Enregistré à Richmond, Virginie, puis mixé à Hoboken, bourgade sinistre longeant l’Hudson River, en face de Greenwich Village et ses cafés branchés, ce nouvel album n’est pas un exercice de nostalgie. « How Did I Find Myself Here? » n’a rien a envié aux récentes sorties du Brian Jonestown Massacre, des Warlocks, ou des anglais de Spiritualized. Avec ses guitares à la Birds et son orgue planant, « Filter Me Through You » permet de rentrer en douceur dans ce disque taillé pour la route et les grands espaces. Il y a fort à parier que cet album concis squatte longtemps les haut-parleurs de votre voiture cet automne. Jamais le groupe n’avait sonné si proche de l’Americana, sans tomber dans ses vices les plus pompeux. La pop à guitares de « Glide » évoque tout autant Bruce Springsteen que Jesus and Mary Chain, avec son riff lancinant chargé d’effets.

Sur « Out Of My Head » et « 80 West », les deux titres les plus convaincants de l’album, Wynn et ses camarades délivrent un rock puissant, teinté de blues, lourd et complétement aguicheur. Planantes, inquiétantes, répétitives, ces chansons lorgnent vers un punk psychédélique complètement addictif. On se dit que le Black Rebel Motorcycle Club n’a pas inventé grand chose et il y a fort à parier que la bande à Peter Hayes et Robert Turner jette une oreille attentive à ce nouvel opus du syndicat du rêve. Avec « Like Mary », Wynn réincarne Lou Reed période Velvet Underground le temps d’une ballade acid-folk des plus réussies.

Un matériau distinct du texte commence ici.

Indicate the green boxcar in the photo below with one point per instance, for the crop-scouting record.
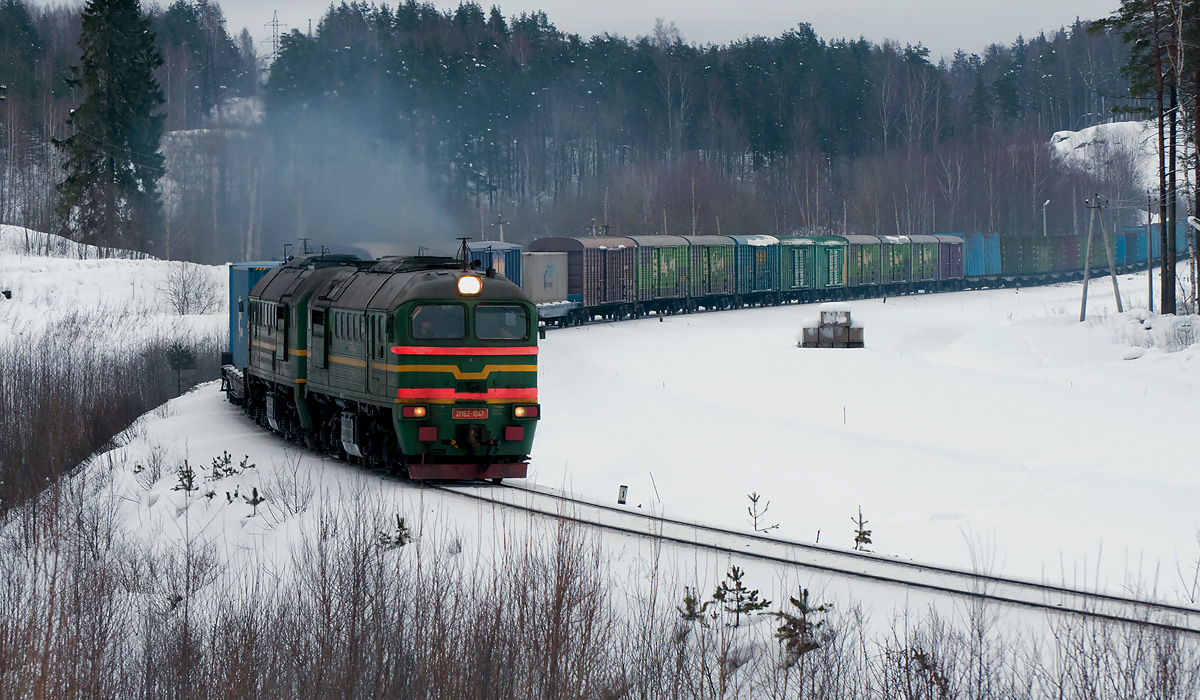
(829, 262)
(661, 268)
(924, 258)
(711, 265)
(864, 261)
(1014, 256)
(797, 261)
(897, 259)
(1057, 247)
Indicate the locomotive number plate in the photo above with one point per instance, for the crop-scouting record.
(471, 413)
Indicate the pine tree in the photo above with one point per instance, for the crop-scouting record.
(111, 191)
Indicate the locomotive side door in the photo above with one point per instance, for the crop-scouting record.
(317, 339)
(377, 362)
(281, 333)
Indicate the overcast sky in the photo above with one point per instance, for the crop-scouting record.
(940, 24)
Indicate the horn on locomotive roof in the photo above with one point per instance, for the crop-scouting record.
(462, 251)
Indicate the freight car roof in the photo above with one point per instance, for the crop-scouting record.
(708, 239)
(562, 244)
(756, 240)
(659, 240)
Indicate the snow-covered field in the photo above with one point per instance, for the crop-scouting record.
(55, 281)
(979, 426)
(981, 429)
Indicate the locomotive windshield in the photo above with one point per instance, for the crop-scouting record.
(495, 322)
(438, 322)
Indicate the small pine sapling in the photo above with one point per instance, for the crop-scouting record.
(693, 609)
(180, 358)
(222, 467)
(798, 630)
(757, 513)
(397, 537)
(862, 536)
(253, 501)
(186, 479)
(736, 598)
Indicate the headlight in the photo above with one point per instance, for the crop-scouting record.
(525, 412)
(469, 285)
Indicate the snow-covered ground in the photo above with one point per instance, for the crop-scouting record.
(979, 429)
(120, 301)
(973, 426)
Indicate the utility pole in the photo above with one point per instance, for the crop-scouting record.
(1087, 261)
(1150, 256)
(274, 25)
(1108, 251)
(1095, 205)
(499, 223)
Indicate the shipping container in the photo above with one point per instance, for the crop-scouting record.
(757, 263)
(503, 257)
(599, 270)
(711, 269)
(544, 276)
(661, 267)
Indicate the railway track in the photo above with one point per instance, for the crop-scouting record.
(863, 566)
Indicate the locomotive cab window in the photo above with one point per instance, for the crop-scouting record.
(496, 322)
(438, 322)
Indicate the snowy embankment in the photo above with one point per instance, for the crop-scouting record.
(981, 429)
(975, 429)
(120, 300)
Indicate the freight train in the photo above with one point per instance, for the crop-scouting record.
(575, 280)
(427, 366)
(419, 365)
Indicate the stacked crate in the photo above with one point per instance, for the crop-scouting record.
(834, 329)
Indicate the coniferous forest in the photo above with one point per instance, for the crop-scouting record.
(395, 126)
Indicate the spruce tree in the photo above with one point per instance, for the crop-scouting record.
(111, 193)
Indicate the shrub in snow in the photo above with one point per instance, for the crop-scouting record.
(186, 478)
(799, 630)
(732, 597)
(862, 536)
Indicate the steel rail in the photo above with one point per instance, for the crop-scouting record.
(479, 494)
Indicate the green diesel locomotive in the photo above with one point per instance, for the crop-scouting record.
(417, 365)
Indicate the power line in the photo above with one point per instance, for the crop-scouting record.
(274, 25)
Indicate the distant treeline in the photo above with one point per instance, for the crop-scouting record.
(409, 125)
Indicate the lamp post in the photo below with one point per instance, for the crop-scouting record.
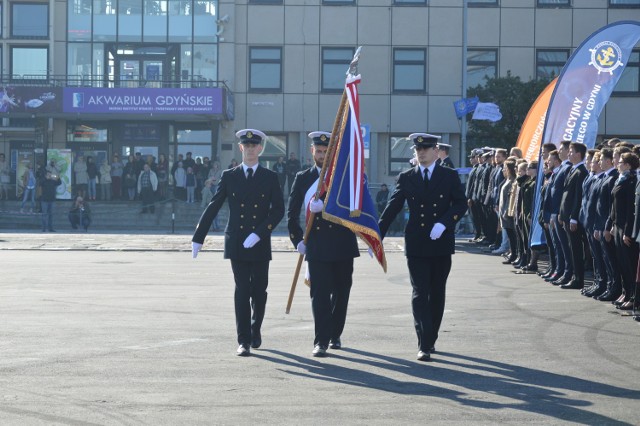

On retiendra sans hésiter le puissant « The Circle ». Grand moment de garage rock plein d’aggressivité et de mélancolie, le titre montre un Wynn hargneux, dont la voix couverte de distortion résonne comme celle d’un Neil Young mal virée. Le morceau éponyme, sorte de jam planant de plus d’une dizaine de minutes, donnerait presque envie aux Happy Mondays de se reformer. Le groove est là, le refrain fédère, on se dirait presque que The Dream Syndicate aurait pu ravir ses fans davantage en ajoutant quelques pistes supplémentaires à cet album franchement réussi, mais on fera sans.

Puis vient « Kendra’s Dream », récital de shoegaze moderne qui clot ce cinquième album inattendu avec une certaine classe. La voix de Kendra Smith berce l’auditeur dans un brouillard de guitare soutenu par un beat lourd, façon Velvet, toujours. Envoutant, le titre met fin à une des sorties les plus agréables de l’année. Il n’est pas évident de revenir avec un album d’une telle qualité, même quand on s’appelle Steve Wynn. Mission totalement réussie pour les Californiens, qui voient toujours aussi juste et dont l’influence a rarement été aussi présente dans la scène indie actuelle. Il était grand temps qu’ils réapparaissent. C’est maintenant chose faite, et on s’en réjouit.